Yenerdim acıları, kahpelikleri…

 

Gitmek,

Gözlerinde gitmek sürgüne.

Yatmak,

Gözlerinde yatmak zindanı.

Gözlerin hani?

 

<<To be or not to be>> değil.

<<Cogito ergosum>> hiç değil…

Asıl iş, anlamak kaçınılmaz’ı

Durdurulmaz çığı

Sonsuz akımı.

 

İçmek,

Gözlerinde içmek ayışığını.

Varmak,

Gözlerinde varmak can tılsımına.

Gözlerin hani?

 

Canımın gizlisinde bir cân idin ki

Kan değil, sevdamız akardı geceye,

Sıktıkça cellâd,

Kemendi…

 

Duymak,

Gözlerinde duymak üç - ağaçları

Susmak,

Gözlerinde susmak,

Ustura gibi…

Gözlerin hani?

(Ahmed Arif)

 

Doğup büyüdüğüm yer olan Dikmen, şair ve yazarlara ilgili bir semt. Okullarımıza, parklarımıza genellikle şair isimi verilir. Ben de bu semtte Ahmed Arif parkına açılan, bahçe katı bir evde doğdum. Küçüklüğümde oyun oynamak için “Ahmed Arif’e gidiyorum” dediğim, ergenliğimde arkadaşlarımla “Ahmed Arif’te takılacağız” dediğim yer bu parktı. Çocukken Ahmed Arif’in kim olduğu, ne iş yaptığı konusunda kafam karışıktı. Bunun bir nedeni de ilkokulumun Ahmet Haşim İlkokulu olmasıydı. Uzun süre iki şairi birbiriyle karıştırdım. Nihayet annemin ikisinin farklı dönemlerde yaşamış şairler olduklarını anlatmasıyla Ahmed Arif’in kim olduğunu anladım.

Ortaokul yıllarımda güzel kitaplığı için ve konservatuar öğrencisi bir ablamdan keman dersi almak için gittiğim Halk Evi’nde Ahmed Arif'in 1974 basımı şiir kitabını gördüm. Onu kitaplıktan çektiğimi, elime aldığımı hayal meyal hatırlıyorum. Bir de şiirlerini okudukça yüreğimdeki sızıyı...

Ahmed Arif’in yaşamına ilişkin bilgileri tam anlamıyla öğrenmem ve anlamam lise yıllarımı buldu. İnternet vasıtasıyla Ahmed Arif’in Diyarbakırlı ve annesi Kürt babası Boşnak kökenli bir şair olduğunu, Güneydoğu coğrafyasının sorunlarına eğildiğini öğrendim. Toplumcu görüşlerinden dolayı cezaevinde yattığını ve çeşitli işkencelere maruz kaldığını öğrendiğimde çok üzüldüm.

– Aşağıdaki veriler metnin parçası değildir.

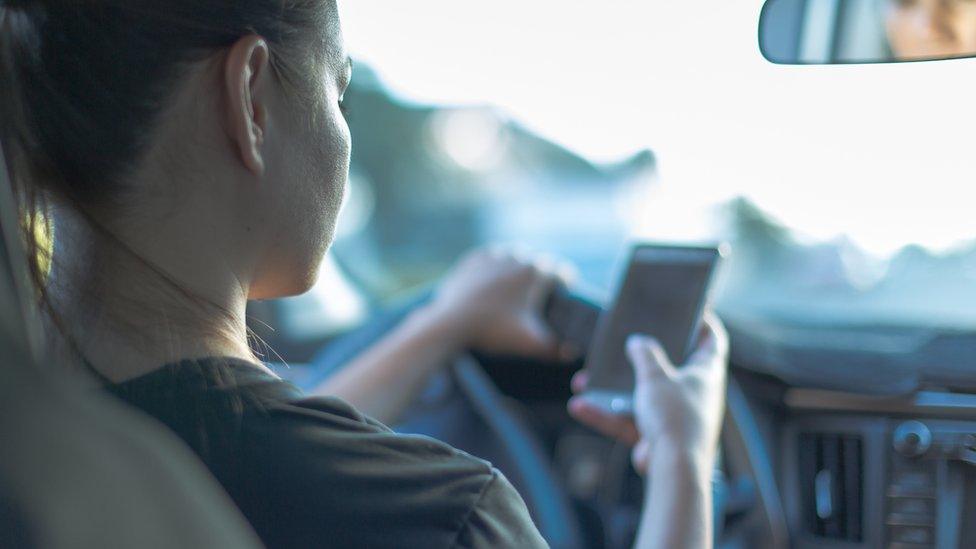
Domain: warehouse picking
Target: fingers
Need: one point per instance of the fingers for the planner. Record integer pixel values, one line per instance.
(713, 343)
(640, 456)
(618, 427)
(648, 359)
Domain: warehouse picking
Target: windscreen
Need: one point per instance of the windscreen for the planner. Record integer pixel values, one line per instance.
(661, 296)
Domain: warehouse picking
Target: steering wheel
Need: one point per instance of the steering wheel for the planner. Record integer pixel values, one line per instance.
(463, 407)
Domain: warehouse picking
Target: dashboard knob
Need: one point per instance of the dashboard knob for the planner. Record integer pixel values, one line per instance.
(912, 439)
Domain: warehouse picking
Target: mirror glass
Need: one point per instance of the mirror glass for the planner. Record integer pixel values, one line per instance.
(821, 32)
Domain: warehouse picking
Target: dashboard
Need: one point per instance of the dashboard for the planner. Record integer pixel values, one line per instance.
(870, 433)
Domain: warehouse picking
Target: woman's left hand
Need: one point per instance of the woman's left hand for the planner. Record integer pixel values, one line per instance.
(493, 300)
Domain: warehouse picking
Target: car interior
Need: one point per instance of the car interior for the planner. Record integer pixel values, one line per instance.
(851, 403)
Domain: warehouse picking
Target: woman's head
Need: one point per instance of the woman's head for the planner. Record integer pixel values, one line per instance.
(930, 29)
(201, 134)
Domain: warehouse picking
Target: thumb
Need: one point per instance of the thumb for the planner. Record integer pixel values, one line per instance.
(648, 358)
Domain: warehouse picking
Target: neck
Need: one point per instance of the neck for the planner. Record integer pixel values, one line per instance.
(128, 308)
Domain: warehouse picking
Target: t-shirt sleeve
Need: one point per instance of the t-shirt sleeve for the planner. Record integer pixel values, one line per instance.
(499, 519)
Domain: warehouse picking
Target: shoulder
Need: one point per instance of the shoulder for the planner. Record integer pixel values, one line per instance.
(312, 470)
(320, 470)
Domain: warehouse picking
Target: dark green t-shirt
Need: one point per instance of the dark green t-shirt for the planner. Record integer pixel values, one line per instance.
(314, 472)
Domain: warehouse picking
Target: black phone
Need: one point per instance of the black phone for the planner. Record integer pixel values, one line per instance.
(663, 295)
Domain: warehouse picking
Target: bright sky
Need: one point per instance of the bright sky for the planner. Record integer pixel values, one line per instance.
(882, 153)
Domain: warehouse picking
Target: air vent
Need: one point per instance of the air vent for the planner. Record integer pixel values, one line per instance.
(831, 472)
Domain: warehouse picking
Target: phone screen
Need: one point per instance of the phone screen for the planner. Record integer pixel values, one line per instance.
(662, 295)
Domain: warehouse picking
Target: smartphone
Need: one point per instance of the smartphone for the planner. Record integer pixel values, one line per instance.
(663, 294)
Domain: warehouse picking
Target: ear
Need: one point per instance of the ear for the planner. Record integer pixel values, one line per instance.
(246, 75)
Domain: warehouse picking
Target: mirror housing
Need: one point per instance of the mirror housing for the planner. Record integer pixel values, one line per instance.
(830, 32)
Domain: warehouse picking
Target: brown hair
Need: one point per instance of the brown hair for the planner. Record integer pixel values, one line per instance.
(84, 81)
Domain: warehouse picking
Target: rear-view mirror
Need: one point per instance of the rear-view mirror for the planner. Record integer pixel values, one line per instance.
(823, 32)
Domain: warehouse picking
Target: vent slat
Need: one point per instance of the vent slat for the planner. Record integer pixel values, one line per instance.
(831, 477)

Bu yüzeysel Ahmed Arif okuması o dönemin sosyal-siyasal koşullarını öğrenmemi ve giderek kendi sesimi, ruhumu toplumcu şair ve sanatçılarımızda bulmamı sağladı.

Ahmed Arif’in "Unutamadığım" şiirinin bendeki yeri, lise yıllarımdan kalma anılarımla bağlantılı. Şiirde geçen “Sıktıkça cellâd, kemendi…” dizesi arkadaşlarımın üzerimde yarattığı baskının ifadesi gibiydi ve lise yıllarımda yaşadığım o bastırılmışlığı, dışlanmışlığı hiç unutamadım. Bu duygularla savaşmak bana onları yenme hissini tattırdı, şiirde geçen “Yenerdim acıları, kahpelikleri” dizesi benim dışa vurumumdu sanki.

Duygularıma tercüman olan bu şiirin içerik ve biçim olarak Ahmed Arif’in de yaşadıklarıyla ve hayat tecrübeleriyle ilintili olduğu anlaşılıyor. Şiirin ilk bölüğünde okuyucuya doğrudan seslenen ve mesaj veren bir yapıya rastlamıyoruz. “Açardın,/ Yalnızlığımda/ Mavi ve yeşil,/ Açardın” dizeleri yalnızlığı anlatıyor. Şiirin birine sesleniğini de buradan anlayabiliriz. Mavi ve yeşil huzuru, doğayı, umudu simgeler ve renklerin halk arasında kullanış biçimleriyle şiire devam eder:“Tavşan kanı, kınalı- berrak”. Ahmed Arif’in toplumcu bir şair olarak halkın kullandığı kelimelerle tasvirini genişletmesi okurun kendini yakın hissettiği dili de bulmasını sağlar. İlk bölük “Yenerdim acıları, kahpelikleri…” diyerek biter Seslendiği kişinin kim olduğuna dair henüz bir ipucu yoktur ama onun sayesinde acıları, kahpelikleri yendiği açıktır. Üç nokta, sıkıntıların yoğunluğunu hissettirir.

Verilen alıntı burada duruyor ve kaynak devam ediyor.